Last weekend we drove up to Akureyri to visit my wife's sisters, their families and her elderly mother. Akureyri is my wife's "hometown", beautifully situated in the county of Eyjafjörður, Northern Iceland. The population is about 16.000 in this thriving town,
a popular tourist goal with easy access to many interesting places, such as the Lake Myvatn
region with it's unusually rich birdlife, the Dettifoss
waterfall, the largest one in Europe, the village of Húsavík
, my old home town, more and more popular for the Whale watching boats going from there, the river Laxá
, one of the most popular and most expensive(!) salmon river in Iceland and I could ramble on and on. Don't miss Akureyri
next time you visit Iceland.
The trip to Akureyri from Reykjavík (where we live) takes about 4 to 4½ an hour by car and at the same time you drive and admire the landscape (we had unusually beautiful weather), your thoughts goes back more than 100 years when people left the countryside and flocked to the New World to start a new life. We drive through the county of Borgarfjarðarsýsla from where 299 people emigrated according to the Emigration records. Many of the farms from that time have vanished, others have not. On our way up north we pass the farm Leirá. In 1888 Gunnar Árnason emigrated from there with his wife Guðrún Einarsdóttir. What happened to them? Are they the couple that settled down in Sheverville, Indiana? Unusual destination at that time. Anybody related? A bit from the "highway", near the coast, is the farm Melar. In 1886 Siggeir Þórðarson (Thordarson) emigrated from there with his wife Anna Stefánsdóttir and their four children, Kolbeinn, Ólafur, Lárus and Stefán.
Well, in about 2 hours we are in Húnavatnssýsla county and just before we take a rest at "Stadarskáli"

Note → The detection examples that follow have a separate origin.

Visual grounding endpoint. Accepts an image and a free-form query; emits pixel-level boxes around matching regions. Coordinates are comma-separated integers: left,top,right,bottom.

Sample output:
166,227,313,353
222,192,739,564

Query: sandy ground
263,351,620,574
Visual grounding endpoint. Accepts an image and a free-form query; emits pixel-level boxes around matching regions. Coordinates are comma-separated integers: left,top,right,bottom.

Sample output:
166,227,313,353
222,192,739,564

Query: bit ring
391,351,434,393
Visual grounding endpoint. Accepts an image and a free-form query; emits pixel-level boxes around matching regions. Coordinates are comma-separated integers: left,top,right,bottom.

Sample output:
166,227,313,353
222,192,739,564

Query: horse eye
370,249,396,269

, a small restaurant by the road, to have some coffee, we pass the abandoned farm Foss, from where Finnbogi Finnbogason and his wife Agnes Jónatansdóttir emigrated in 1883. We are up in Northern Iceland now and though the sun is shining from clear blue sky, we feel the chilly wind from north, from the Artic ocean. It's always windy in Hrútafjörður :-) Emigrants from Húnavatnssýsla were 1361 (Emigration records)and we think of them as we drive from "Staðarskáli". On the other side of the narrow fjord is Strandasýsla county and we see Borðeyri
, the emigration port, where many people from Húnavatnssýsla and nearby counties, Dalasýsla and Strandasýsla, others also, made their last footprints in Iceland. We see also across the fjord the farms Fagrabrekka and Kjörseyri, many emigrated from there, Oddur Jónsson and Ingveldur Samúelsdóttir, their sons Jón and Samúel and many others.

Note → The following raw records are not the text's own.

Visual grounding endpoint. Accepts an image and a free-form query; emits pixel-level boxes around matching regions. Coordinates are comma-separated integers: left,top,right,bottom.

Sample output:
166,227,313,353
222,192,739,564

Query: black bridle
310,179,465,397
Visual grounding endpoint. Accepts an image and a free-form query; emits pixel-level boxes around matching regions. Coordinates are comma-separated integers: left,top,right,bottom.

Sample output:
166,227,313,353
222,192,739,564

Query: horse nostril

People emigrated from more than 260 farms in Húnavatnssýsla county and as we rush our way I mention only a handful we see: Vatnshorn (Þorsteinn Þorsteinsson and Sigríður Bjarnadóttir emigrated in 1888), Vatnsendi (Jason Þórðarson and Anna Jóhannesdóttir and four children in 1874, they eventually settled in North Dakota), Hnausar (Björn Stefán Jósefsson and Margrét Stefánsdóttir and their children in 1883) and as we leave Húnavatnssýsla we look into the Svartárdalur (Black river valley) to see the farm Skeggstaðir. Brynjólfur Brynjólfsson
and Þórunn Ólafsdóttir
and their many children emigrated from there in 1874 to eventually settle in N-Dakota.

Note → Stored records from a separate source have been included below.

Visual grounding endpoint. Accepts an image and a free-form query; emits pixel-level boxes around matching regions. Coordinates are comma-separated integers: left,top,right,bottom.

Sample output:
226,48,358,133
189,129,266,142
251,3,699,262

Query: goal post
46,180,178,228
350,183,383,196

And then we are in Skagafjörur county. Hey! what a sight! My father, now 92, grew up here and he is positive on one thing: this is the center of the universe, and at least in such a nice weather, I agree! Nevertheless, people emigrated from here. Not less than 1422. We are eager to get to Akureyri so we rush on and leaving Skagafjörður county we see Flatatunga not far from the road, eleven people emigrated from there in 1883, Jón Gíslason and Sæunn Þorsteinsdóttir with many children and others. We climb the low mountains and on the other side is Eyjafjörður county. At least 1024 emigrated from this beautiful area. We pass the farm Bægisá, Gamalíel Þorleifsson and Katrín Tómasdóttir emigrated from there in 1891 and many others. Now we approach Akureyri and cannot dwell any more in the past.